The Malayalam novel Oru Malayali Bhranthante Diary by N. Prabhakaran (translated as Diary of a Malayali Madman by Jayasree Kalathil) mentions Gogol's story in its first chapter.

==Adaptations==
On December 19, 1964, the story was adapted by Erik Bauersfeld for the radio series The Black Mass. This adaptation was later rebroadcast in 1987 in two parts on the radio series Tales from the Shadows.

In 1968, the story was adaptated to film under the title Sofi, directed by Robert G. Carlisle and written by Don Eitner and Tom Troupe, with Tom Troupe as the only actor.

Martin Donegan recorded the story in 1969 for CMS Records (CMS-536).

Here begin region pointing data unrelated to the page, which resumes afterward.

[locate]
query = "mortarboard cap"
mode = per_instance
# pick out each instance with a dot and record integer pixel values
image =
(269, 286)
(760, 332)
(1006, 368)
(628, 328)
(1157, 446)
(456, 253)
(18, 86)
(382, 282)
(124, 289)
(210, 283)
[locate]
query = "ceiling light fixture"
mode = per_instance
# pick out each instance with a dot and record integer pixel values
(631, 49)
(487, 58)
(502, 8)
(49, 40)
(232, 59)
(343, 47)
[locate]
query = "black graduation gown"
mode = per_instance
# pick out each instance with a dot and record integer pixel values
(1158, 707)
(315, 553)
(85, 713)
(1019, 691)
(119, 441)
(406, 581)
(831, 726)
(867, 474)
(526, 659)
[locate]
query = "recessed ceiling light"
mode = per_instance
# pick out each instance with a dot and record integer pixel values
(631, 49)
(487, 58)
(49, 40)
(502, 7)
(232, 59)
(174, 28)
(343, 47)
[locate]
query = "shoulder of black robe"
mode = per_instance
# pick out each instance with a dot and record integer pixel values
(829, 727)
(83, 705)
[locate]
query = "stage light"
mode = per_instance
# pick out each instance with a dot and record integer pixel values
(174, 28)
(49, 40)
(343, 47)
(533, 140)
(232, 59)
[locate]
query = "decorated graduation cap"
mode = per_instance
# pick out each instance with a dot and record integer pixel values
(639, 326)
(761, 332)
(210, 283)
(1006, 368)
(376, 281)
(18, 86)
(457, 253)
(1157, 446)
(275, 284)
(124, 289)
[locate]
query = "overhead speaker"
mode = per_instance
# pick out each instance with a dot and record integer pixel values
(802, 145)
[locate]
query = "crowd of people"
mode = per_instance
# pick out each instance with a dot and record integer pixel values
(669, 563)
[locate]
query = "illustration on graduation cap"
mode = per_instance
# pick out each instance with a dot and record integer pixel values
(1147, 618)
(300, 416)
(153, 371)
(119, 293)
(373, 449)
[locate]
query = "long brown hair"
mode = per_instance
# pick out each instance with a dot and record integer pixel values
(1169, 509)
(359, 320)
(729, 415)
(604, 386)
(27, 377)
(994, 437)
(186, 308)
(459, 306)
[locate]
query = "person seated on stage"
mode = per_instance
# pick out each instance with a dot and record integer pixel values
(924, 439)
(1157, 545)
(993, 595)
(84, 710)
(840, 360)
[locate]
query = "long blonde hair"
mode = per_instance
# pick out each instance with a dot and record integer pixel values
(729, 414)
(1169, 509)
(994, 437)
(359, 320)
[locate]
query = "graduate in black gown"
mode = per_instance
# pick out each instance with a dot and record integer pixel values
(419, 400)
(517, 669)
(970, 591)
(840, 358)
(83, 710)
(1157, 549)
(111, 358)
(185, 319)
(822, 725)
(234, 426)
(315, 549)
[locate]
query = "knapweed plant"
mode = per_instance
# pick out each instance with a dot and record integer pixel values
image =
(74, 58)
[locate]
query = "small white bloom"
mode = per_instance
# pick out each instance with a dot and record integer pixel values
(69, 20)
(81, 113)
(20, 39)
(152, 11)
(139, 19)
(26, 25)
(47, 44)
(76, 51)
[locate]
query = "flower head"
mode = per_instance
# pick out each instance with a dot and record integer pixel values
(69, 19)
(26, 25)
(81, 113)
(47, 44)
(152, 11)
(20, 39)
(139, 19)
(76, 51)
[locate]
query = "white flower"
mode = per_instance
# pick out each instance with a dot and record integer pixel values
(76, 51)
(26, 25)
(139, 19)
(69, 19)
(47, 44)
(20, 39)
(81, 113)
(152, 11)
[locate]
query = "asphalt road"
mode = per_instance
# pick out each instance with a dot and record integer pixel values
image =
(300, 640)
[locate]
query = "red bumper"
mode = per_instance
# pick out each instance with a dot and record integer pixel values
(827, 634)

Kenneth Williams recorded Nikolai Gogol's story in 1961 for an animated film by Richard Williams which was never completed. On 03 February 1991, the audio recording was broadcast on BBC Radio 4.

In 2001, the story was adapted by Elliott Hayes for CBC Radio and performed by Stephen Ouimette before a live audience at the Glenn Gould Studio in Toronto.

On 1 May 2002, Griff Rhys-Jones starred in a BBC Radio 4 dramatization by Jim Poyser as an episode of the comedy series Three Ivans, Two Aunts and an Overcoat.

David Holman adapted the story into a play; the 2010 production in Sydney (later at the Brooklyn Academy of Music in New York City) starred Geoffrey Rush.